Great sources of B vitamins include leafy green vegetables (be sure to cook kale, cabbage, and bok choy to counteract their goitrogenic effects), cooked broccoli, beets, red meat, and liver. I often recommend that my thyroid patients also take a supplemental B-complex or high-quality multivitamin with adequate levels of B12.
Without iron, iodide from food cannot be converted into its usable form of iodine. Iron also supports the conversion of T4 to T3. And of course, more severe iron deficiency or anemia can exacerbate common thyroid disease symptoms of fatigue and weakness.
I find that many of my female patients, especially vegans and vegetarians, but even those following a Paleo diet, are iron-deficient.
Quality food sources of iron include organic or grass-fed beef and beef liver, pork, poultry, seafood, and dark leafy vegetables.
Omega-3 Fatty Acids
Essential fatty acids support the integrity of your cell's wall to help get active thyroid hormones into cells and power them. Some studies have even linked omega-3 fatty acids to increased T3 uptake.
Omega-3 fatty acids also support good gut health and the integrity of the gut lining (helpful for those with autoimmune thyroid disease and leaky gut), they decrease overall inflammation, and support the immune system.
You can get these essential fatty acids from fatty fish like salmon, and I also recommend a good-quality fish oil supplement that is free of the mercury so commonly found in fish.
Vitamin A is another one of the many nutrients needed to convert T4 to T3. It helps thyroid hormone T3 get into cells so that it can bind to thyroid hormone receptors. And it supports a healthy immune system, which is important for those with autoimmune thyroid disease.

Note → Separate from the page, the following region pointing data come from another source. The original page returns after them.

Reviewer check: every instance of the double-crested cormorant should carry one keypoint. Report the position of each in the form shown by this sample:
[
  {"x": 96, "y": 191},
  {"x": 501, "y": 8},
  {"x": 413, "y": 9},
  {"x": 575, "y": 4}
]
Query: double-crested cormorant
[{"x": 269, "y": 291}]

I encourage getting the majority of your vitamin A from beta-carotene-rich foods like orange fruits and vegetables: carrots, sweet potatoes, winter squash, mangoes, apricots, as well as liver and cooked kale.
Similarly to vitamin A, vitamin D is needed to get T3 safely into cells and perhaps more importantly, supports a healthy immune system. Low levels of vitamin D have been linked to autoimmune thyroid disease, including Hashimoto's and Graves', as well as thyroid cancer and nodules.
An easy way to support your immune system and protect your thyroid is to supplement with vitamin D3 each day. However, you'll want to make sure that your supplement includes vitamin K2 because they work together in tandem. Your body uses vitamin D to absorb calcium, and it needs vitamin K to ensure that the calcium ends up in your bones instead of in your arteries.
You can also get vitamin D from sun exposure, fatty fish, pork, and fish oil.
Zinc plays a crucial role at both the beginning of the thyroid hormone production process and its journey to your cells. It triggers the thyroid hormone receptors in the endocrine system's control center, the hypothalamus. Then the hypothalamus can accurately gauge your levels of thyroid hormone to signal the thyroid to ramp up or slow down hormone production. Then, once the hormones are produced, it helps convert them to their active form.
You can include more zinc in your diet with red meat and liver, pork, chicken, spinach, seafood, or a multivitamin or supplement. Just remember to pair your zinc supplement with copper; otherwise, it can deplete your copper supply.
Remember, food is fuel, and providing your thyroid with the fuel it needs to function properly is a key step in restoring thyroid function, eliminating symptoms, and restoring your health and vitality.